BRC’s principal recommendations are: establish one or more geologic disposal facilities, and one or more interim centralized storage facilities; develop and implement a consent-based approach to siting; create a congressionally-chartered federal corporation to site, build and operate storage and disposal facilities, thus removing this responsibility from the Department of Energy; and allow access to Nuclear Waste Fund resources to more directly support a revamped waste management policy.
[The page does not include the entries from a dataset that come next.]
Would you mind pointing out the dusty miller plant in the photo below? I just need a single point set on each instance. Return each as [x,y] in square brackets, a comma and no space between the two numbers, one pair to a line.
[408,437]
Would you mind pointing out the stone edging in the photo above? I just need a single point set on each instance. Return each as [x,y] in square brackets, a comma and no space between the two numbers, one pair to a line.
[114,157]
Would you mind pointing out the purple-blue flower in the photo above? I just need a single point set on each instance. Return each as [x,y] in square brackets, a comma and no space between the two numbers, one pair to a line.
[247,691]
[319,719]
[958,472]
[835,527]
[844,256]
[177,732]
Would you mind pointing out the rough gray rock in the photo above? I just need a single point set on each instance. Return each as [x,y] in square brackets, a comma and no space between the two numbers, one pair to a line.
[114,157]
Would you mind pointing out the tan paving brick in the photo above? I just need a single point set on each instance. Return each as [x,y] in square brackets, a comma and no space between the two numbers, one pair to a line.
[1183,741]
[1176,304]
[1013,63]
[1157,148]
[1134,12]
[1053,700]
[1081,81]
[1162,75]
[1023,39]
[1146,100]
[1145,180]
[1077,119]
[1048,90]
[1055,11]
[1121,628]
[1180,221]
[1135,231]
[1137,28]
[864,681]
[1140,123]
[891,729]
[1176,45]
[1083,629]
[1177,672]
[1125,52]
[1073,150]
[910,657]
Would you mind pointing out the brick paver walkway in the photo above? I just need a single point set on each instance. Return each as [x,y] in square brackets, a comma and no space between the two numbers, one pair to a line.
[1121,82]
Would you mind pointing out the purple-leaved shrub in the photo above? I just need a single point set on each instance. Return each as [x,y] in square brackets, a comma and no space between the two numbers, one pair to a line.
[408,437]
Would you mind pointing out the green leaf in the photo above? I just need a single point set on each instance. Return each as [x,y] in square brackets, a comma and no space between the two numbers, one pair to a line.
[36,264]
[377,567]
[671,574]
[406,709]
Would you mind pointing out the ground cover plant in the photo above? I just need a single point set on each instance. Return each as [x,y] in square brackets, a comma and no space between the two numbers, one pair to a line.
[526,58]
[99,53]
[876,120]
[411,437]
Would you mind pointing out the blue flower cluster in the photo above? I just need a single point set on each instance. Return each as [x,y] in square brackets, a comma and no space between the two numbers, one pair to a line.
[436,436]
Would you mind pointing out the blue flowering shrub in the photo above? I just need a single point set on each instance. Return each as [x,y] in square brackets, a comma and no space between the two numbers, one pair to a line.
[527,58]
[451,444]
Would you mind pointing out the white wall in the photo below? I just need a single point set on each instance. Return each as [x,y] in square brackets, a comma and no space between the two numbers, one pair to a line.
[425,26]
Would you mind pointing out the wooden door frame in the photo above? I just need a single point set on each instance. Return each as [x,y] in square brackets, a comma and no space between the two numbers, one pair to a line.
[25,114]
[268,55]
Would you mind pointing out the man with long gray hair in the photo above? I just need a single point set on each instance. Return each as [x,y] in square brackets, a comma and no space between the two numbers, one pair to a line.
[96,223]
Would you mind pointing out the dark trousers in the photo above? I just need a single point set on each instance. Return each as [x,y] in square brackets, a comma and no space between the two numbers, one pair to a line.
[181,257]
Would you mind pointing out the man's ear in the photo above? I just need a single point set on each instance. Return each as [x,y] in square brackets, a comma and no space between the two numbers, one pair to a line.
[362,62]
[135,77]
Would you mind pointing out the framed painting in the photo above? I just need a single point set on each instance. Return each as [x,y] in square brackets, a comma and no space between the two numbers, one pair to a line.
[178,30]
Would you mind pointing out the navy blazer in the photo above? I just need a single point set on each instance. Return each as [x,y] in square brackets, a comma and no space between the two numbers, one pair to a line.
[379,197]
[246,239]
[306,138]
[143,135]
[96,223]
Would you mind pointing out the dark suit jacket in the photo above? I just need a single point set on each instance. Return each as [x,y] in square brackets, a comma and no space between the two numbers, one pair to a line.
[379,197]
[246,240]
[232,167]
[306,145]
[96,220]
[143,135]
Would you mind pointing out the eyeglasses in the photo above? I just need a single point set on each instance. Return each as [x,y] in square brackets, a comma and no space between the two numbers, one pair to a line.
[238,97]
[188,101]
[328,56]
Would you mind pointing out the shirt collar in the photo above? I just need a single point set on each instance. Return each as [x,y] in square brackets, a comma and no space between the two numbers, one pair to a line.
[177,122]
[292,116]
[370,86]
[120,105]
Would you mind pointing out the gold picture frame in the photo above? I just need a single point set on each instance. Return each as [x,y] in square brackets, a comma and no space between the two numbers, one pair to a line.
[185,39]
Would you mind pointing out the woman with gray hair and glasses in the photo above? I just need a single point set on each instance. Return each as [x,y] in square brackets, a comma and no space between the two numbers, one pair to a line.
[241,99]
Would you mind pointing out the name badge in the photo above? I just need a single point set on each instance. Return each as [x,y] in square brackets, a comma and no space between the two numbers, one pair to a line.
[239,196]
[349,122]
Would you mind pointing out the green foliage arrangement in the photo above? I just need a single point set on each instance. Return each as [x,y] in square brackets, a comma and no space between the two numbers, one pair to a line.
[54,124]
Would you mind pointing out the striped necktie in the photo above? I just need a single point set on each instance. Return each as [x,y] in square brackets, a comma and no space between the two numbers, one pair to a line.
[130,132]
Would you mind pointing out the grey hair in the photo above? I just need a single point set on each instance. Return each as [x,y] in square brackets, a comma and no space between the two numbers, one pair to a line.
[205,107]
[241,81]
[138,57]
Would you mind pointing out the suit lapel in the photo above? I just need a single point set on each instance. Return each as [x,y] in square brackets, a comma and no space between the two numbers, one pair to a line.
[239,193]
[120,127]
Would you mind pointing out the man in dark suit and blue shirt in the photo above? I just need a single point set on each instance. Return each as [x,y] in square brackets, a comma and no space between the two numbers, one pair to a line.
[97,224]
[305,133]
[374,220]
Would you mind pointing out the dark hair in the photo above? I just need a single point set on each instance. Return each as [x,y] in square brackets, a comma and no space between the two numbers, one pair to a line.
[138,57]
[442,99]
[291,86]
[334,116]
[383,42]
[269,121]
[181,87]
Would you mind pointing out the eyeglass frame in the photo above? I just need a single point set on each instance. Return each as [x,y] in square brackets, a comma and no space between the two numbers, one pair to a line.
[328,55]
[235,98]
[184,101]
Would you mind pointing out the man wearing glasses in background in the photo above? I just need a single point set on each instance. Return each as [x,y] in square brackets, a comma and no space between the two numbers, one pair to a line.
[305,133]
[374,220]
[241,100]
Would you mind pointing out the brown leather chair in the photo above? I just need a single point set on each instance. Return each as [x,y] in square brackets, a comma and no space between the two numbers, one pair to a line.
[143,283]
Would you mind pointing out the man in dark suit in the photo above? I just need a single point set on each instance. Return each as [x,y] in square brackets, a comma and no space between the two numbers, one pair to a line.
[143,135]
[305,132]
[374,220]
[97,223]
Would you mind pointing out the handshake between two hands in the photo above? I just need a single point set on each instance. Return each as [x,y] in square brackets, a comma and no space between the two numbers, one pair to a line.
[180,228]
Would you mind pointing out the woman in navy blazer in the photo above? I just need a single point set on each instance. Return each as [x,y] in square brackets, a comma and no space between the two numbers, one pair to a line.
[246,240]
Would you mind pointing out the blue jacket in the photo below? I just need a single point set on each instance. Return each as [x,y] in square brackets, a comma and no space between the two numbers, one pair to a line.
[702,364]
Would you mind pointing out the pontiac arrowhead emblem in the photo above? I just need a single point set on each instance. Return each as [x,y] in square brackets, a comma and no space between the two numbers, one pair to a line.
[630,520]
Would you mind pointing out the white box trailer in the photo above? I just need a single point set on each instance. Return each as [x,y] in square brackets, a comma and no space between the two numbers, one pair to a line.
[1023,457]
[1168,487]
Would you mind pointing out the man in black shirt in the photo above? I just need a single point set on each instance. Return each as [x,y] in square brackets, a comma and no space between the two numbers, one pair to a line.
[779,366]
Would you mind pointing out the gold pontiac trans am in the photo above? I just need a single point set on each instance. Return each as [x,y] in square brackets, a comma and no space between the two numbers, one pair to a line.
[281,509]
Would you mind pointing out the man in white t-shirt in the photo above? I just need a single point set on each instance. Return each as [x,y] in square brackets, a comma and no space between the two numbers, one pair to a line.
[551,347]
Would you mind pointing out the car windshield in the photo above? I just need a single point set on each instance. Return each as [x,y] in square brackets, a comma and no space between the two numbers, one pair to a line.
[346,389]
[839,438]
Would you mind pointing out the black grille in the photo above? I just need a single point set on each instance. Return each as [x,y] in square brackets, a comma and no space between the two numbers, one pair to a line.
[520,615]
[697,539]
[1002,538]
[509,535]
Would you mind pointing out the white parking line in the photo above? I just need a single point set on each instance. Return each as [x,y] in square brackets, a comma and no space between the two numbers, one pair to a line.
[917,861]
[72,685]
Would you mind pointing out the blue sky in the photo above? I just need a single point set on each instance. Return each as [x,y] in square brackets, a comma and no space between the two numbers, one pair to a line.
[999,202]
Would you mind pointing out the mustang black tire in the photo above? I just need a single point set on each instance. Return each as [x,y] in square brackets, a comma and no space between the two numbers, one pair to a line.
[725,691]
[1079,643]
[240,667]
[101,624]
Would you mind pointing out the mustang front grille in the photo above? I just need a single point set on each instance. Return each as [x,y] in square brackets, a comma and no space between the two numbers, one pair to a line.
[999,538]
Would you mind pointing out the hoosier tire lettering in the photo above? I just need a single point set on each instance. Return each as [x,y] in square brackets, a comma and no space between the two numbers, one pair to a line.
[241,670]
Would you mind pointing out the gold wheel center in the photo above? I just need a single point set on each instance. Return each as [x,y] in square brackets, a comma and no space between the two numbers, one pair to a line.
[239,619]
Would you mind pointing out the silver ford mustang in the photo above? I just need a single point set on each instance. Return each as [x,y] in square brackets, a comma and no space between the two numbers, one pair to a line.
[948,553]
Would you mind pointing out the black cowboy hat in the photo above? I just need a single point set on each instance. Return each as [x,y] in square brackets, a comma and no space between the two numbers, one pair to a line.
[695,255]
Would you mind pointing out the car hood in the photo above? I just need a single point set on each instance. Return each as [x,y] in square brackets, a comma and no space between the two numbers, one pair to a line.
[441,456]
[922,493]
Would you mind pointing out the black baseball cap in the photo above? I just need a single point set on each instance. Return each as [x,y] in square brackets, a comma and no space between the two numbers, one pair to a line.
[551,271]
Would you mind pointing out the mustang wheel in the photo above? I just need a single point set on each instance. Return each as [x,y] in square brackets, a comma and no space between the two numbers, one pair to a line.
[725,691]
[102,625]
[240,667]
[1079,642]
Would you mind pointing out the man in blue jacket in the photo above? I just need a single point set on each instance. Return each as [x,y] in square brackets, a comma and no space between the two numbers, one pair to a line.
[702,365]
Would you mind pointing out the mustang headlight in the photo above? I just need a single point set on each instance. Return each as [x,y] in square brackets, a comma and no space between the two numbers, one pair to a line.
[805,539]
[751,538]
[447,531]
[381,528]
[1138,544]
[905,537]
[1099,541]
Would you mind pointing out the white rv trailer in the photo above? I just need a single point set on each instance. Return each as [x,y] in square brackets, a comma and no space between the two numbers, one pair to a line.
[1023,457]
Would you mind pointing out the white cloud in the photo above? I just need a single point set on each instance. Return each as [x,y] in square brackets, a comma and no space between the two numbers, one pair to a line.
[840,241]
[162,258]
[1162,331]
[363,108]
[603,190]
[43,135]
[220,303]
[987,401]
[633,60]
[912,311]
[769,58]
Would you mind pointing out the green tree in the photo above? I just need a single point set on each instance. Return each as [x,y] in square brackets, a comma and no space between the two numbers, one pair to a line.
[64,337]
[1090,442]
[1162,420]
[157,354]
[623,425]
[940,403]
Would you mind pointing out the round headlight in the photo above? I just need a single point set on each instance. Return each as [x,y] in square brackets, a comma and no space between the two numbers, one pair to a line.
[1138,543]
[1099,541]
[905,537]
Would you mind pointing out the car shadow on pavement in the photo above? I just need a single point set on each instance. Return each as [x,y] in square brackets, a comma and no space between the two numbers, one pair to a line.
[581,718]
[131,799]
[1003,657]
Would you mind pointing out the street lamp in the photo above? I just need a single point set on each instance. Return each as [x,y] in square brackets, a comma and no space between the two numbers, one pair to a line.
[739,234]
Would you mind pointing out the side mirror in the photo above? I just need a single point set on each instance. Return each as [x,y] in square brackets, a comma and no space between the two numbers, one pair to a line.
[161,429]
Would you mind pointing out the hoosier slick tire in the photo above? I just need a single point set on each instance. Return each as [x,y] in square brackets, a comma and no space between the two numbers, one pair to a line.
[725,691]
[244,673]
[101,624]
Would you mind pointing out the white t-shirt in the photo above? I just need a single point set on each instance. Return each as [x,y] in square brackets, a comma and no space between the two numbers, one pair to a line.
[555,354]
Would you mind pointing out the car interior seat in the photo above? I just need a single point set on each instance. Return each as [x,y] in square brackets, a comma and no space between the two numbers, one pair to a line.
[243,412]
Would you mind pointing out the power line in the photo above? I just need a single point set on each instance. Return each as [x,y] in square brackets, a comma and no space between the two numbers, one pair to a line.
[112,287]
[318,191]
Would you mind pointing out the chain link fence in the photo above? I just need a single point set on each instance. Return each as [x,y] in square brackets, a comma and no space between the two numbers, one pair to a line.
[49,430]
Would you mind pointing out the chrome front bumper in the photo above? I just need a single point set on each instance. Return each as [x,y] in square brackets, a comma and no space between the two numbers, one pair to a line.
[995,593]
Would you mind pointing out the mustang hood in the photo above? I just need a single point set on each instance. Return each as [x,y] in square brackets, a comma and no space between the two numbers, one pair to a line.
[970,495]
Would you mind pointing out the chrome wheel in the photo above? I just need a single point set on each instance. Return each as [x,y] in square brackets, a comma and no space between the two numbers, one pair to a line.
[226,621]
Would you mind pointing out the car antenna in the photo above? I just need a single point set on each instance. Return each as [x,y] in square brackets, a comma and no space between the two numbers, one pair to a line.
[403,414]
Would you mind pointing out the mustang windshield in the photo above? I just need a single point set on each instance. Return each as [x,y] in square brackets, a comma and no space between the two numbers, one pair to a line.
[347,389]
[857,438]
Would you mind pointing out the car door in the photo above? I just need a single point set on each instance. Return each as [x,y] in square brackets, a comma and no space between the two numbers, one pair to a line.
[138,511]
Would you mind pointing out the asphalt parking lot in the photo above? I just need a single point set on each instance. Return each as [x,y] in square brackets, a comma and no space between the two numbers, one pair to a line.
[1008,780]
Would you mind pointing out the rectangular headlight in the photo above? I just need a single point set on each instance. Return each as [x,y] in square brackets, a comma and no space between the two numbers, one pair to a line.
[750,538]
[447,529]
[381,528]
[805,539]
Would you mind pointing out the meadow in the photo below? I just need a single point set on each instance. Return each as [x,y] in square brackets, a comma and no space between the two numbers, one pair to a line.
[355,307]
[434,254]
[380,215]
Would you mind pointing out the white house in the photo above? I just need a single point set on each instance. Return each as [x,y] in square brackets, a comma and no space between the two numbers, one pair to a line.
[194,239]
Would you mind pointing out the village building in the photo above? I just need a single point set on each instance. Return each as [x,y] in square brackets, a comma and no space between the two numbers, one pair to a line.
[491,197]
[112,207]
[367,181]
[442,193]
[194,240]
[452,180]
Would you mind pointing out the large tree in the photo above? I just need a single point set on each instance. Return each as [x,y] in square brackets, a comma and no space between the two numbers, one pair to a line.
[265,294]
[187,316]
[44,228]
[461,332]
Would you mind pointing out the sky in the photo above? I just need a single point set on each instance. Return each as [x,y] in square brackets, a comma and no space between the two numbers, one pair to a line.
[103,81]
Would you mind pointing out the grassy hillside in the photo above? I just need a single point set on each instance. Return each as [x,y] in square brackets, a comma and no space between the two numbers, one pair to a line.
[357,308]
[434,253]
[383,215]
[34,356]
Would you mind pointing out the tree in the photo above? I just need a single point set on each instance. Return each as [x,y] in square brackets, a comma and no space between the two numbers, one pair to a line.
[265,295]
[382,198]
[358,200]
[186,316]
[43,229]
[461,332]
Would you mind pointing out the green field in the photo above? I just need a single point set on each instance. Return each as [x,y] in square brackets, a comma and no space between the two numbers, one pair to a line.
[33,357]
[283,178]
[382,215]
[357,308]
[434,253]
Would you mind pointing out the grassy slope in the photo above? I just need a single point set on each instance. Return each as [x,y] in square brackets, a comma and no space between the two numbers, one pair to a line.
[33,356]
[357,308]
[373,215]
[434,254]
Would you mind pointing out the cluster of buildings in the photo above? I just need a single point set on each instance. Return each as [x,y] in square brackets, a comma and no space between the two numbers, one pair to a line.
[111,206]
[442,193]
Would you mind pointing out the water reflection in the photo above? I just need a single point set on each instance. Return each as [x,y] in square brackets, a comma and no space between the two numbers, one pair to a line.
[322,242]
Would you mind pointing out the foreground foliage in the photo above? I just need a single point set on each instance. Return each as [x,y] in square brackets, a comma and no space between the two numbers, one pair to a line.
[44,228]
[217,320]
These recommendations address the non-integrated, inflexible, politicized and expensive waste management process that has been in place for decades.
First, establishing consolidated storage facilities provides much greater flexibility to work out longer-term solutions in a more integrated fashion. Specifically, it allows time to study options for long-term geologic disposal and fuel cycle approaches. This point was emphasized in MIT’s 2010 report The Future of the Nuclear Fuel Cycle. While the NRC has ruled that dry cask storage is a safe option, there will be a need to expand dry cask storage capabilities in the near future: about 75 percent of the country’s spent nuclear fuel is in cooling pools at reactor sites, and some analysts suggest that pool capacity could be reached by 2015. In addition, initiating efforts to develop a geologic disposal facility provides policy makers the flexibility to look beyond the debilitating debate over Yucca mountain since, as BRC notes, United States spent nuclear fuel inventory will soon surpass the volume of waste that can be legally placed at Yucca even if it moved forward.

Second, the consent-based approach to siting described by the BRC is exactly what is needed to avoid the top-down method that has failed here and in other countries. Recent experience in several European countries and at the Waste Isolation Pilot Plant in New Mexico (for defense-related waste) indicates that a focus on an approach that is adaptive and seeks to partner with local stakeholders is much more likely to succeed and, in the end, be cheaper. Why not try; states or local communities may actually want the jobs associated with developing and maintaining a centralized storage site, and others may applaud efforts to remove dry cask storage facilities at operating reactors—as well as “stranded” waste from decommissioned sites—in their communities.
Third, the creation of a new waste management institution to develop and manage the spent nuclear fuel policy and facilities can help to de-politicize the process. While it certainly won’t remove political considerations entirely, it can provide a degree of insulation from day-to-day politics, not to mention carve out a specialized institution dedicated solely to the issue.

Fourth, BRC’s recommendations to alter the manner in which the Nuclear Waste Fund is managed are a sound way to provide the resources needed for the new waste management institution, as well as give some relief to nuclear utilities. The BRC proposals seek to ensure that fees paid by utilities on a per kWh basis designed to support a waste management program actually get used for that purpose, and that any unspent monies in the Fund are allocated to the new waste management organization.

There are surely challenges to the BRC’s recommendations: there are many legislative changes required, and in the current small government, belt-tightening environment the creation of a new institution may be a tough sell.

But the BRC’s plan is worth pursuing. Even if all nuclear plants were shut down and no additional plants were built, we still have to deal with spent nuclear fuel. And if we want nuclear power to play a role in our future energy mix, particularly to help combat climate change, we still have to deal with spent nuclear fuel to build a stronger foundation for developing a comprehensive energy policy. Nuclear power faces four fundamental challenges: economic (high up-front capital costs), safety and security, waste, and proliferation. A comprehensive approach to all of these factors is required to maintain nuclear power as a viable policy option. The BRC’s recommendations address the key issues that have plagued the waste management part of the equation for decades. Let’s put that piece back together and move forward.